Single by Dickie Goodman
- B-side: "The Mistake" (early pressings) "Ruthie's Theme" (later pressings)
- Released: February 1974
- Genre: Novelty song
- Length: 2:10
- Label: Rainy Wednesday Records
- Songwriter: Dickie Goodman
- Producers: Dickie Goodman & Phil Kahl

Dickie Goodman singles chronology
| "The Constitution" (1973) | "Energy Crisis '74" (1974) | "Screwy T.V." (1974) |

= Energy Crisis '74 =

Energy Crisis '74 is a novelty single by Dickie Goodman released on Rainy Wednesday Records in 1974.

==Concept==

The record is a satire of the 1973 energy crisis in the United States, and was moderately successful; it peaked at #33 on the Billboard Hot 100 and became the first Top 40 hit for Goodman as a solo artist (Goodman's other records throughout the 1960s had mostly fallen just short of the top 40 and his 1950s works were all collaborations).

The record is structured as a series of interviews with various public and political figures of the day with regard to the energy crisis. Questions were asked by an interviewer (Goodman), and their "responses" were snippets of various hit records of the day. The record ends with Goodman saying, "we have just run out of en-er-gyyyyy" as his speech slows to a halt, as if the turntable playing the record had just been shut off.

=="The Mistake"==

The intended B-side of the record was an instrumental by guitarist John White called "Ruthie's Theme", named for a friend's daughter and credited only to "P.D." (Goodman often placed such throwaways on the backs of his 45s, and in fact had already used "Ruthie's Theme" on the B-side of his version of "The Purple People Eater", released the previous year.) However, the record plant sent Goodman a number of discs that had only a few seconds of "Energy Crisis '74" ("Mr. President, the cri--"), followed by two minutes of silence. Rather than throw them away or demand a refund, Goodman gave the botched recording the name "The Mistake" and had the plant cut the proper version of "Energy Crisis '74" onto the other side, making "The Mistake" perhaps the most unlikely B-side ever to grace a hit record. (Later pressings correctly featured "Ruthie's Theme" on the flip.) White had previously included "Ruthie's Theme" under the name "City" on his own eponymous album in 1971.

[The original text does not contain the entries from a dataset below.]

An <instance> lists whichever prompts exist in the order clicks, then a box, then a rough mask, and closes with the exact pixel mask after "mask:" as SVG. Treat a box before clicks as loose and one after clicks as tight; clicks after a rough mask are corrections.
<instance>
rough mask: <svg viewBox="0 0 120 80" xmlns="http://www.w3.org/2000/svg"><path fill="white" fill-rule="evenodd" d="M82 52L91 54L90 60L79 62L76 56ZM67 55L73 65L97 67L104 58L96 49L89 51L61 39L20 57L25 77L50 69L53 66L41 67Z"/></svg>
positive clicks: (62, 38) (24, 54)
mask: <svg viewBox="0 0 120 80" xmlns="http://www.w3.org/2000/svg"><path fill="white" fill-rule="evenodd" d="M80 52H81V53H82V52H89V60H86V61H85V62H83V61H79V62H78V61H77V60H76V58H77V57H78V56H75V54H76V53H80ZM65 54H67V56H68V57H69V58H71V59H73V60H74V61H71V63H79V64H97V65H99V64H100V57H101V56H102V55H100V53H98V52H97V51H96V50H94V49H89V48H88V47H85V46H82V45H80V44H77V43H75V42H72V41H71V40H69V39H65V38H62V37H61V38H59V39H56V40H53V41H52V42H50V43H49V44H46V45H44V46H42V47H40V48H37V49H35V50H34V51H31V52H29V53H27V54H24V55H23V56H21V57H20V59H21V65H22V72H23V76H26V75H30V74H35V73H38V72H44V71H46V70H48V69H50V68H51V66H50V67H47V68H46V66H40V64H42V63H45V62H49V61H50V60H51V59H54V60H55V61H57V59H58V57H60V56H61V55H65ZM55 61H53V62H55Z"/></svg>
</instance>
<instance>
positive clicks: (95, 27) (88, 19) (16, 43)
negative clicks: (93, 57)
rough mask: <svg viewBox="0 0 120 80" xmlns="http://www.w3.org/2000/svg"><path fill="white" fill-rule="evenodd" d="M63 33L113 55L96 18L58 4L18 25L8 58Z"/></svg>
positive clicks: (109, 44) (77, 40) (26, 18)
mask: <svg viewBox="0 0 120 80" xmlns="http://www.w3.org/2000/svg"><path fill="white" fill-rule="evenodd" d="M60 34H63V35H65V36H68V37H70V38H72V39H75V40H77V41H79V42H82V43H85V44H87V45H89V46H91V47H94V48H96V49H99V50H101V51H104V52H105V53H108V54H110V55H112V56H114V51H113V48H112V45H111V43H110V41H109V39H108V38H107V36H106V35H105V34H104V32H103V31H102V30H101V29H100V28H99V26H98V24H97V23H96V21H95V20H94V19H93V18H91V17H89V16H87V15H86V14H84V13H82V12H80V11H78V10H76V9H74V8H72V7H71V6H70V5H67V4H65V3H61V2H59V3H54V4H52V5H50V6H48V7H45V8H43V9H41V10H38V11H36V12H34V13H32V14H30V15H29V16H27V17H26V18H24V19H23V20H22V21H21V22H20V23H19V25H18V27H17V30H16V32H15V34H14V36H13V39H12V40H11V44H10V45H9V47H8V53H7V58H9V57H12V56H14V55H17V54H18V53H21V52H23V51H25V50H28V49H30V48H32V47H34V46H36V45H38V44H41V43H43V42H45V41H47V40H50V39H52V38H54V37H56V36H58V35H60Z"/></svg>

Goodman would return to this topic with "Energy Crisis '79" five years later, but it was not a hit.

Portions of Goodman's dialogue would later be used on his son Jon Goodman's recording "Economy Crisis" in 2008.

==Songs==
Many big hits of the day (including from three of the four ex-Beatles) were sampled on the record:

- "Leave Me Alone (Ruby Red Dress)" by Helen Reddy
- "Smokin' in the Boys Room" by Brownsville Station
- "Living for the City" by Stevie Wonder
- "Helen Wheels" by Paul McCartney and Wings
- "Mind Games" by John Lennon
- "The Joker" by Steve Miller Band
- "Goodbye Yellow Brick Road" by Elton John
- "Hello It's Me" by Todd Rundgren
- "You're Sixteen" by Ringo Starr
- "The Most Beautiful Girl" by Charlie Rich
- "Top of the World" by The Carpenters

Presumably for music rights reasons, "Energy Crisis '74" was heavily edited on Goodman's "Greatest Fables" compilation, released in 1997. Fake re-recorded snippets were used for all but two of the above tracks (except "Smokin' in the Boys Room" and "Living for the City"), with the segments for "Goodbye Yellow Brick Road" and "Top of the World" completely removed.